Restaurant job growth continues to outpace overall U.S. employment growth, according to recent analysis by the National Restaurant Association.
In the 12 months ending June 2012, restaurant employment jumped 2.7 percent, more than double the 1.3 percent increase in total U.S. employment during the same period. The restaurant industry is the nation’s second-largest private sector employer, with a workforce of nearly 13 million–which makes up nearly 10 percent of the U.S. workforce.
Restaurants added a net 116,000 positions in the first half of 2012. Overall, restaurants have added more than 575,000 jobs since the employment recovery began in March 2010, with current industry staffing levels 193,000 jobs above the pre-recession peak. Restaurant industry job growth slowed along with the rest of the economy during the second quarter of 2012, but remains a net contributor to the economic recovery.
“While restaurant industry job growth is not immune to the ups and downs of the overall economy, our industry has continually been at the forefront of job creation for the last two years,” Dawn Sweeney, President and CEO of the NRA, said in a statement. “Restaurant industry sales are gaining for the third consecutive year, spurring the nation’s nearly 1 million restaurants to staff up to meet the increasing demand for away-from-home meals.”
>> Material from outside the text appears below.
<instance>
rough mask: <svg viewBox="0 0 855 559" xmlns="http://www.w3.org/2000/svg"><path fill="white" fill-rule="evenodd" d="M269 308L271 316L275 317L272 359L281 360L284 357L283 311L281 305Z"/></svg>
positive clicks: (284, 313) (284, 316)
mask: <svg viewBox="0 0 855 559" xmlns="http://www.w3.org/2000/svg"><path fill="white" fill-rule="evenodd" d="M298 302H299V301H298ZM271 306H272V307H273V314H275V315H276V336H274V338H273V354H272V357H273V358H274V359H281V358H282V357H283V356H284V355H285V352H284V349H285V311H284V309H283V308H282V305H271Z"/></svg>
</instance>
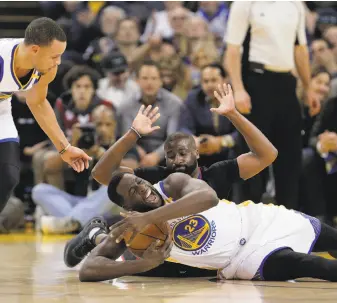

The NRA projects that restaurant industry sales will exceed $632 billion this year, a 3.5 percent increase over 2011 sales. One out of three (33 percent) Americans say they are not dining out as often as they would like, down from 40 percent one year ago.
According to the NRA’s June 2012 Restaurant Industry Tracking Survey, restaurant operators continue to plan for staffing increases in the second half of 2012. Twenty percent of restaurant operators plan to increase staffing levels in six months (compared to the same period in the previous year), while only 8 percent said they expect to reduce staffing levels in six months. Seventy-two percent of operators said they expect their staffing levels to remain unchanged through the end of the year.